俺はなんばんぼし

釣具屋と不動産屋の

第68回「視線に関する雑感」

近頃は暖かい日も増え、三寒四温。春が来たのだ。

 

先日、ピザの配達での事。

夜の11時くらい。夜はまだ寒いのねん、とか思いながら50ccのバイクのアクセルを全開に、大阪の夜の一方通行の道を疾走していた時の事。十字路に差し掛かった際にヘッドライトがおじさんをとらえた。ラジオ体操をしていた。十字路のド真ん中で。もちろん車道だ。ぎょっとした私はブレーキをかけ、ラジオ体操おじさん、ラジおじの横で一時停止した。私に一瞥もくれることなくラジおじは、イチ!ニ!イチ!ニ!とラジオ体操を続けていた。いや、そこでやんのはおかしいだろう、と思ったが、怖いのでササッと横を通り過ぎた。サイドミラーでラジおじを見ると、やはり一心不乱に体操をしていた。

イチ!ニ!イチ!ニ!

 

春が来たで、ほんま。

 

視線に関して、東京の不動産屋が記載していた。視線に関して私も思う事がある。

大阪のなんばでサウナに入っていた時の事。

そのサウナはなんば市中のど真ん中の大きなビルの6階とかにあり、なんばのビル群が一望できる露天風呂が付いていた。まことに気持ちがいいサウナであった。

そこで夜に、私もなんばの夜景を楽しもうとその露天風呂に行ったのだが、1人のおじさんが先客としていた。おじさんは露天風呂のふちにおり、夜景を独り占めしていた。私はおじさんの後ろに陣取ることにしたのだが、私はそのおじさんの背中に見入ってしまった。なんという哀愁。背中で語る、という言葉があるが、背中がおじさんの人生を物語っているようで、目が離せなくなった。哀愁がレクイレムを奏でるような、なんとも言えない背中をしていたのだ。私はじっとその背中を眺めていると、おじさんはこちらを振り返り、居心地が悪くなったのか場所を移動してしまった。悪いことをしたと思った。私の視線がおじさんの夜を邪魔してしまったのだ。

 

視線。なぜ気が付くのか。何かに見られている感覚。恐らく望遠鏡越しの遠距離なんかでも気が付く人は気が付くと思う。映画とかでそういうシーンあるし。これは何故なのか。

 

そもそも隠れて見る、という事は狩猟の性質に近い気がする。気づかれないように見る。これは狙っているという事だ。命のやり取りが生じる。視線に気が付かなければ命を落とす可能性がある。いわゆる勘や本能の類いなのだろう。

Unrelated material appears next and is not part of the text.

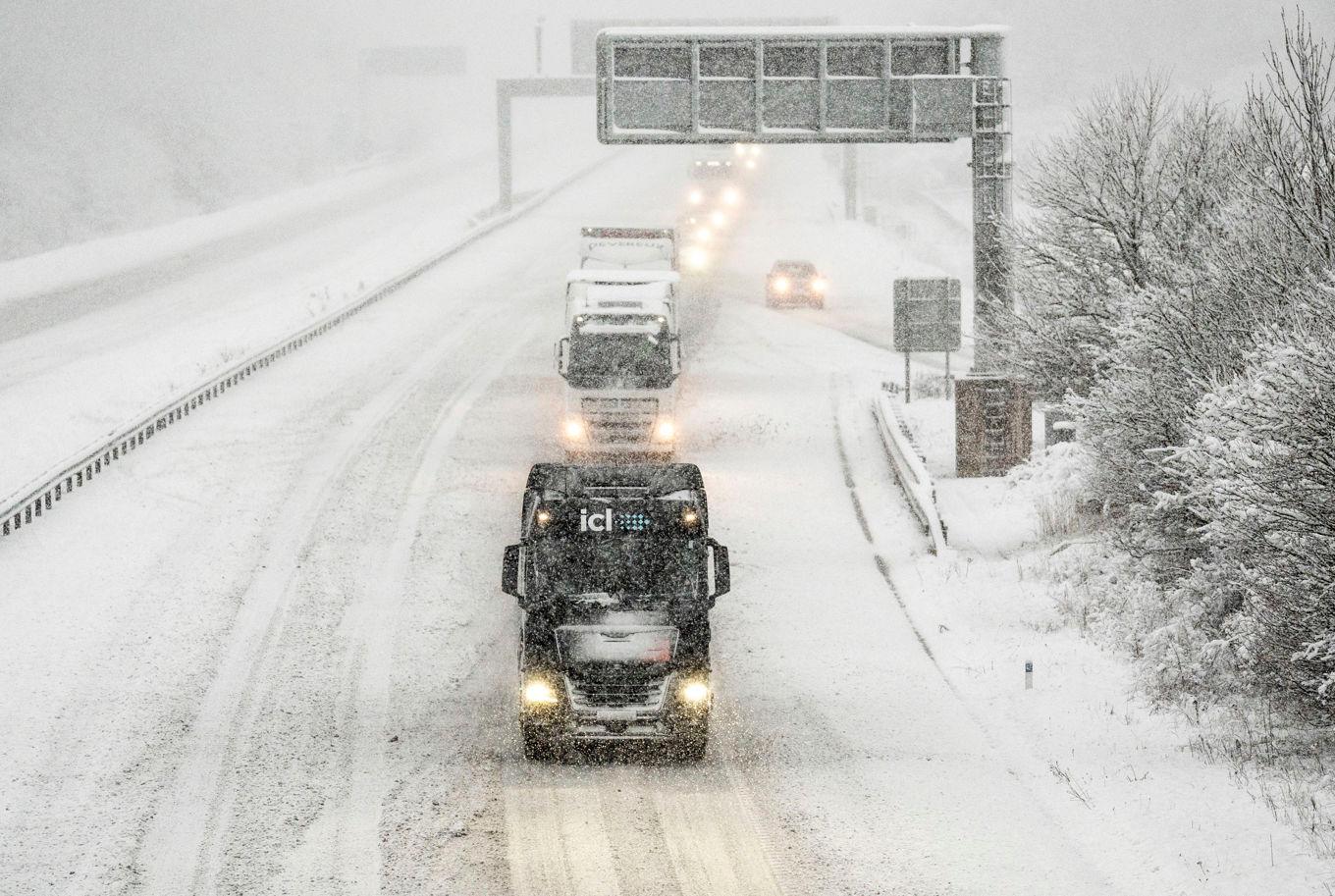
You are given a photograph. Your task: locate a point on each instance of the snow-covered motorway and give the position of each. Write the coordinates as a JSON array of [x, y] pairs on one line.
[[271, 654]]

似たもので、気配というものがある。部屋に誰かいる気がする、森にいった際に感じる野生の動物の気配等。これらは空気の揺らぎを肌が感じる、とか意識までは到達しないもののノイズレベルで感じる嗅覚、聴覚の情報を違和感として脳が気配として察知する、とか説明が付く気がする。しかし目線は特になにの情報も与えていないように感じる。例えばただ人が後ろにいるな、というモノと、後ろに人がいて、見られているな、というモノでは感覚が異なる。視線は確かにあると思う。完全に個人的主観であるが。

 

ではどの部位がそれを察知しているのか。脳みそなのか。テレパシーまではいかないが、脳の働きは電気信号らしい。視線を集中すると電波に方向性が生まれ、その電波を脳みそがキャッチしているのか。あるいは肌がその電気を感じるのか。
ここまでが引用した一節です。